Aconteceu ABRIL

Nestes dias, tenho pensado sobre o reflexo dos significativos acontecimentos históricos e sociais na vida particular de cada um dos indivíduos, como seres únicos, dotados de particularidades não reveladas pela comunidade. Um só dia, com significado para uma comunidade, pode afetar para sempre a vida comunitária desse povo, mas também, de modo distinto, a vida singular de alguém, mesmo que essa influência não seja contígua, não seja consequência das imediatas horas, dos imediatos dias, dos imediatos meses.
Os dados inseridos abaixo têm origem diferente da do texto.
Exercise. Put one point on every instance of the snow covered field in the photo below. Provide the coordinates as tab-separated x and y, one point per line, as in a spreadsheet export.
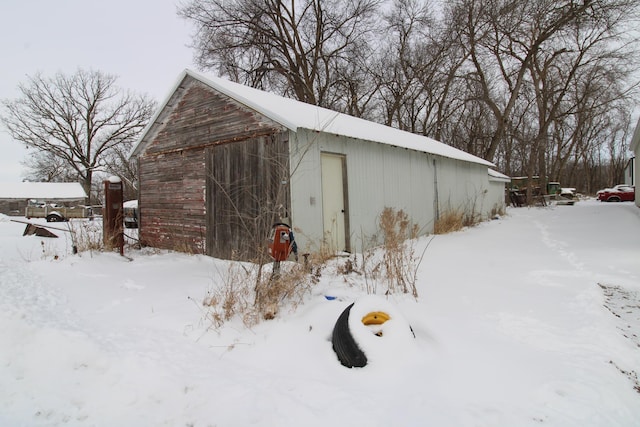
529	320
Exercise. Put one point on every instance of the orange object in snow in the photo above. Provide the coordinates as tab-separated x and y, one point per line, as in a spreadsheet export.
280	242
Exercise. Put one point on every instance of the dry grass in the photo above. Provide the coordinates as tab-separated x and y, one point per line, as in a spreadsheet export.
252	293
394	263
452	221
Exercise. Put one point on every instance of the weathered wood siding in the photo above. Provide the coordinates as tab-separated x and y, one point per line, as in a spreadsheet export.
248	191
173	169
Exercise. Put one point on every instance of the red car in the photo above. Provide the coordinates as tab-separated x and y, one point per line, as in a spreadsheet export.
619	193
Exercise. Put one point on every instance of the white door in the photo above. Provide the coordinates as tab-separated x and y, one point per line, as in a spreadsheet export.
334	202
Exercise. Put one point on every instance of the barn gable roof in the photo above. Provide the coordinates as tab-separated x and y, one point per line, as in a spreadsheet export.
294	114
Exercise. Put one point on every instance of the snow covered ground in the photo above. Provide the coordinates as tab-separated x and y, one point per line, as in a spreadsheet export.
529	320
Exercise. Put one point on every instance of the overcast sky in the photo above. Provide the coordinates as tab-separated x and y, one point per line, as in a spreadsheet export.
142	42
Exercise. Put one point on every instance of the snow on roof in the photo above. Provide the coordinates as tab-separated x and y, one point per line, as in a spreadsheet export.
295	114
42	190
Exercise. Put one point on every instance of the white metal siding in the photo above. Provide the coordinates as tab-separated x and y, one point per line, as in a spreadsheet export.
380	176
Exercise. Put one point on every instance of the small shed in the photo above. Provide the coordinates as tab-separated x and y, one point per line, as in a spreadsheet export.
15	196
220	162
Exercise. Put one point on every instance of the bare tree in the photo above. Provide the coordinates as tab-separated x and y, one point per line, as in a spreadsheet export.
296	48
43	166
78	119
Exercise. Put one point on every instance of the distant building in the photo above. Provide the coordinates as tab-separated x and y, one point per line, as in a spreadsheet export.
15	196
632	171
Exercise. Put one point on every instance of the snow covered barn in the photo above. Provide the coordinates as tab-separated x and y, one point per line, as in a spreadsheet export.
220	163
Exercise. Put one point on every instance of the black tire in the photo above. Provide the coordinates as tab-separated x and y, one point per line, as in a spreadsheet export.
54	218
345	347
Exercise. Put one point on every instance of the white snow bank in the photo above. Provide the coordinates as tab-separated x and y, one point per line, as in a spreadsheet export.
511	329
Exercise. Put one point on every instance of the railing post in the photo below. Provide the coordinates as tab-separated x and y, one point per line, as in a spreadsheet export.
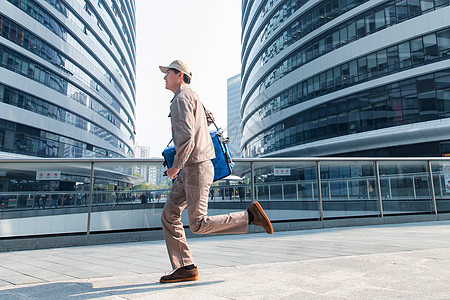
378	186
319	191
433	195
91	189
252	175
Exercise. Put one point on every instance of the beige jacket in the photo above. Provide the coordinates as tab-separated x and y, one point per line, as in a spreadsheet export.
190	134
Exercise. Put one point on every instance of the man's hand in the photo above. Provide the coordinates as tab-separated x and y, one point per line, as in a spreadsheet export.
172	173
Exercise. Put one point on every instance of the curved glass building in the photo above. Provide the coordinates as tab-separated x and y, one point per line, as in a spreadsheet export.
345	78
67	78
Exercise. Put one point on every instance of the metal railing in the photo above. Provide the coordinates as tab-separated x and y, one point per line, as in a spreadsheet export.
310	188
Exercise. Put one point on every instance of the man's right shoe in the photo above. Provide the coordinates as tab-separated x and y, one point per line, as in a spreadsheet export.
180	274
260	218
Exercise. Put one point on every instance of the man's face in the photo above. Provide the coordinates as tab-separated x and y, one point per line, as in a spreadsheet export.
173	80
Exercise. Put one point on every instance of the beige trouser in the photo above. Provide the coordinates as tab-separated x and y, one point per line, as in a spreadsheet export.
191	190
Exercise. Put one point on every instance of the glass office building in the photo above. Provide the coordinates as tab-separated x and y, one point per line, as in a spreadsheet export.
234	114
345	78
67	78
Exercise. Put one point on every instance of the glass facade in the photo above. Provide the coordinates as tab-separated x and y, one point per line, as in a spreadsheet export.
292	101
50	43
234	114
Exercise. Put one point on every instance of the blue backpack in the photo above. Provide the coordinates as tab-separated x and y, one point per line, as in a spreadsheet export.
223	163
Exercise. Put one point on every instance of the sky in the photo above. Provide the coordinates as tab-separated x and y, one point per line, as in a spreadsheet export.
206	34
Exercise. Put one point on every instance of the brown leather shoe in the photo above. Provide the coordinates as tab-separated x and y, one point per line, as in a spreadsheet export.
260	218
180	274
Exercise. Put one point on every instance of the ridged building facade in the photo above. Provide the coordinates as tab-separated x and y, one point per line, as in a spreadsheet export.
345	78
67	78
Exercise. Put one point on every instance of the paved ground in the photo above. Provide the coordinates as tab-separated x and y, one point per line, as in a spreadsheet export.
408	261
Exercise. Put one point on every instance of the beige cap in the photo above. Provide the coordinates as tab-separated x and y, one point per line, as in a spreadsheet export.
177	65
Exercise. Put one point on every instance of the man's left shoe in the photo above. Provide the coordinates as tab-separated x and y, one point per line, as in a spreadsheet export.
260	218
180	274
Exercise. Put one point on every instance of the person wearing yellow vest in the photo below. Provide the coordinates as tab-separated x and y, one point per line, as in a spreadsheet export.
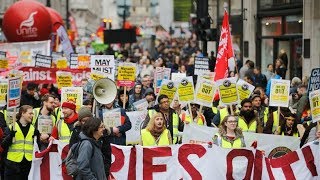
173	122
44	118
288	127
197	116
156	133
64	126
20	151
229	135
248	118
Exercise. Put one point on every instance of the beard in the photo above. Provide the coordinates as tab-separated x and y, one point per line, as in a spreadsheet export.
248	114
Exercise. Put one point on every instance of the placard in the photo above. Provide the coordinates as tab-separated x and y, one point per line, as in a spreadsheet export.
64	79
228	90
83	61
314	97
45	124
186	89
74	61
3	91
72	94
126	74
141	105
14	92
244	89
201	65
204	92
43	61
314	80
168	88
102	66
279	95
112	118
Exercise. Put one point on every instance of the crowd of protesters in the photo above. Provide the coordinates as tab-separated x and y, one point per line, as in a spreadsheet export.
164	120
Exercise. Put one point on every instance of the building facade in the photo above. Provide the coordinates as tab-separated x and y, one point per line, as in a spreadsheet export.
263	29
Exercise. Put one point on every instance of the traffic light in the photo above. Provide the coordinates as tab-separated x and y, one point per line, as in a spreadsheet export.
203	31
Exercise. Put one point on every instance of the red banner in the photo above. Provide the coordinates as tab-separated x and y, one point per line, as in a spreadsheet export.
48	75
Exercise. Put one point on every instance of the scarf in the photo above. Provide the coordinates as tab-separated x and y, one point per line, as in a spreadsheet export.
70	120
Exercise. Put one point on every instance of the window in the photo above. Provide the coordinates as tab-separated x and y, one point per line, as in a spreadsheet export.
271	26
266	53
293	25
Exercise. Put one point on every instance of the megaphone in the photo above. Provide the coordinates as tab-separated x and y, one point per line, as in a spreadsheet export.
104	91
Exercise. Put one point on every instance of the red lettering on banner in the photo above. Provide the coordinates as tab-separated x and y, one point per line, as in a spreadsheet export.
271	177
308	156
132	164
284	163
257	171
118	162
148	155
235	153
184	151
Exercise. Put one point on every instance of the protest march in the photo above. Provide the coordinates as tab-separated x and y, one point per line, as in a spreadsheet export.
169	113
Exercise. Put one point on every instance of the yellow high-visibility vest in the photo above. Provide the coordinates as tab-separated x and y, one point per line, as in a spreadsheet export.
175	124
36	112
149	140
22	146
252	127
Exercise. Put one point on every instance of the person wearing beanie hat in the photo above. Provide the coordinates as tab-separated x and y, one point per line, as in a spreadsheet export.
65	125
84	114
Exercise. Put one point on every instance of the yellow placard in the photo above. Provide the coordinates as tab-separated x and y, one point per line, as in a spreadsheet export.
64	81
169	90
243	92
62	63
83	61
280	93
205	92
4	64
228	94
126	73
185	91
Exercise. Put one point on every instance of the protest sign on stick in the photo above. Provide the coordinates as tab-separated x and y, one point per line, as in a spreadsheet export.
228	91
72	94
314	98
64	79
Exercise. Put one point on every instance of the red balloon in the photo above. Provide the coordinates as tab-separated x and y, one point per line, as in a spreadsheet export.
55	19
26	21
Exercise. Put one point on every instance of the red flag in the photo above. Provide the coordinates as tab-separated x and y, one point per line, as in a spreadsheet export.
225	51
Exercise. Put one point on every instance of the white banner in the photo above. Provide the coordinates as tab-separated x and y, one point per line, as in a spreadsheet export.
272	145
103	64
188	161
23	53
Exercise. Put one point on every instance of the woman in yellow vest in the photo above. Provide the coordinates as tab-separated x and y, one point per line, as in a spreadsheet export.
229	135
156	133
288	127
20	150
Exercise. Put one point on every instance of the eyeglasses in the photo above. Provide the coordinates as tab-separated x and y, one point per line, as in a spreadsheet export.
232	122
164	102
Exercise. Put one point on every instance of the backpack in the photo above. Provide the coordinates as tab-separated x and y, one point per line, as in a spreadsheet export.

Quando eu era criança, a minha mãe, a minha avó, a minha tia avó, acreditavam que sempre houve ricos e pobres e que existiriam ricos e pobres para todo o sempre (e talvez tivessem razão) e que, pior do que isso, tudo era consequência de um destino, de uma fatalidade, os filhos dos pobres, pobres seriam e, de igual forma, os filhos dos ricos seriam igualmente ricos.

Tudo era imutável e jamais seria diferente, jamais os pobres teriam a honraria devida a todos os seres humanos.
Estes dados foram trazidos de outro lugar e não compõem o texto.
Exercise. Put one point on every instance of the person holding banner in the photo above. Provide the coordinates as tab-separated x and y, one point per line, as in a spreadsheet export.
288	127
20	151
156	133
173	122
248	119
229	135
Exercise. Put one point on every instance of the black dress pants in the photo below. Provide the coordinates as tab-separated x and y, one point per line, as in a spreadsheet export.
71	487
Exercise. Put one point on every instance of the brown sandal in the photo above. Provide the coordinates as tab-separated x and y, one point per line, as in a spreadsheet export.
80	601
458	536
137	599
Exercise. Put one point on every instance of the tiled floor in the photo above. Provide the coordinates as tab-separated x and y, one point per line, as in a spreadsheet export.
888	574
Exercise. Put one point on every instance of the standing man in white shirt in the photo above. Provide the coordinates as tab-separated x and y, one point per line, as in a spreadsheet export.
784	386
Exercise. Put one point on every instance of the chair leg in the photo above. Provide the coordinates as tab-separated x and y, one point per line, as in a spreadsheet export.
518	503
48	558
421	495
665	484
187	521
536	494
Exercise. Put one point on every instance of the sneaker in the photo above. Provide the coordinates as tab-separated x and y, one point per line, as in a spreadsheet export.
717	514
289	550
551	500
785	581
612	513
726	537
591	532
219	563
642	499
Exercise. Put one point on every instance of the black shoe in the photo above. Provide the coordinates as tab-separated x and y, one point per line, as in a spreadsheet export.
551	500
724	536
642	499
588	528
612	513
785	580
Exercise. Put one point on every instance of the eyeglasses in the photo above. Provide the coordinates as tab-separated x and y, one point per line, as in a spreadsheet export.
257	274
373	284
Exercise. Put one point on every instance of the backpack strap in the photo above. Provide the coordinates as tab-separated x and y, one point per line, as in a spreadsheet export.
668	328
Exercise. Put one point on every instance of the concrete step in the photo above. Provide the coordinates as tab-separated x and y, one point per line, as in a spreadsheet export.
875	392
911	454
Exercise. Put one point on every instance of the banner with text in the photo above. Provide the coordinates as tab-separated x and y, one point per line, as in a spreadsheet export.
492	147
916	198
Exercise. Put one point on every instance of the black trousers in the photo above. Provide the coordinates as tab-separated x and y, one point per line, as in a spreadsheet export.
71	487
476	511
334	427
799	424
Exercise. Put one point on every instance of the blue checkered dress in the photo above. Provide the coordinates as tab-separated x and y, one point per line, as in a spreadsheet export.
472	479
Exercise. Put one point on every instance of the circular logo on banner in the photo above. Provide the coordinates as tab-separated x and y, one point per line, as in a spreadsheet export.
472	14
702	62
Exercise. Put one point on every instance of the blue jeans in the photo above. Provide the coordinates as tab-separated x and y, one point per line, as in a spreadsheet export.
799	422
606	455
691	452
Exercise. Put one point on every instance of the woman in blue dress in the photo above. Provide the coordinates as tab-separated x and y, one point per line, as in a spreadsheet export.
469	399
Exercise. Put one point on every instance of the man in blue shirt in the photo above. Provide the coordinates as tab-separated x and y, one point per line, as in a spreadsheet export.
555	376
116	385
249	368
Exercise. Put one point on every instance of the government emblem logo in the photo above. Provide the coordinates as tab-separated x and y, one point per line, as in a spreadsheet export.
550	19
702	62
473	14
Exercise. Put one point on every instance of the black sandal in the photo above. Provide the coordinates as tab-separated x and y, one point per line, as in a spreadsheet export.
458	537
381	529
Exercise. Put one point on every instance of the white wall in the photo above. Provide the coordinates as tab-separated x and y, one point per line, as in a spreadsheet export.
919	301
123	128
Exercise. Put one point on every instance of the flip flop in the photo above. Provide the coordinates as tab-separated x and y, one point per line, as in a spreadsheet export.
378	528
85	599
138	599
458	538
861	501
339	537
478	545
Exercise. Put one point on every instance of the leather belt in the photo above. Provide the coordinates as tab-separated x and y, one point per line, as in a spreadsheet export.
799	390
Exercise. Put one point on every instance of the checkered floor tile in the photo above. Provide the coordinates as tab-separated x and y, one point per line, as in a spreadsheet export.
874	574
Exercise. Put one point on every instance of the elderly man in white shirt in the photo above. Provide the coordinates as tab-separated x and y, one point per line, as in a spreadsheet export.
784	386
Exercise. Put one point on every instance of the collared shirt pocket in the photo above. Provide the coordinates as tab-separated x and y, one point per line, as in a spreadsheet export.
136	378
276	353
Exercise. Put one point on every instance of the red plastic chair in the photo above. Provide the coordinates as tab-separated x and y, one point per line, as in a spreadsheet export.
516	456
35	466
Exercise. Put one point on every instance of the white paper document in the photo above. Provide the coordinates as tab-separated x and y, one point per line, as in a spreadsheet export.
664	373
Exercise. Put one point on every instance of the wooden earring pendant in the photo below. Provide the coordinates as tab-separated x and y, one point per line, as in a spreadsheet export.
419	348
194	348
Aconteceu Abril. Claro que eu, com onze anos, não tive uma perspetiva real da importância daquele dia e dos dias consequentes na vida de todos os cidadãos da nossa comunidade, tudo estava transformado, tudo estava de novo em aberto, o dia inicial, como disse a poetisa. Para mim, ir ao primeiro 1.º de maio, ao largo da feira, foi como anteriormente teria ido à Feira de Todos os Santos, com os meus pais, ou a qualquer outro evento de massas, como as festas populares do mês de junho. Recordo que, nos meses imediatos, passamos a almejar a oportunidade de ir comer fora ou de encomendar comida à restauração (da época) na cidade.

Tudo o resto, para mim, não era muito distinto, as reguadas já haviam desaparecido com a transição da escola primária para o ciclo preparatório, na religião e moral católica, o padre continuava a nos pregar a noção de pecado e a nos assustar com os desígnios de Deus, enquanto eu e os meus colegas descobríamos, propriedade de um irmão mais velho, revistas catalogadas para adultos (não tenho nenhuma noção se as mesmas ou outras similares existiriam antes de Abril, penso que não). Ao final do ciclo preparatório, fui trabalhar (no verão e a tempo parcial durante as outras estações), com 12 anos, como provavelmente teria na mesma acontecido sem Abril.

Mas foi nesse verão de 75 que eu e um meu amigo de sempre fomos, os dois sozinhos, à Escola Comercial e Industrial, para nos matricularmos no ano seguinte de estudos. Chegámos, recordo um grande balcão e revejo as nossas formas minúsculas defronte aos serviços de secretaria. Estava inquieto, queria estudar e nesse caso, pensava eu, teria de ir para o Liceu, mas como era pobre, a minha única saída seria o Comércio ou a Indústria. E nesse momento de angústia, a funcionária dizia-nos que todos os alunos teriam um percurso igual, o ensino unificado. Foi nesse preciso momento que, para mim, tinha acontecido Abril, um novo dia inicial.

A inexistência da diferença fazia de mim a criança mais feliz do mundo.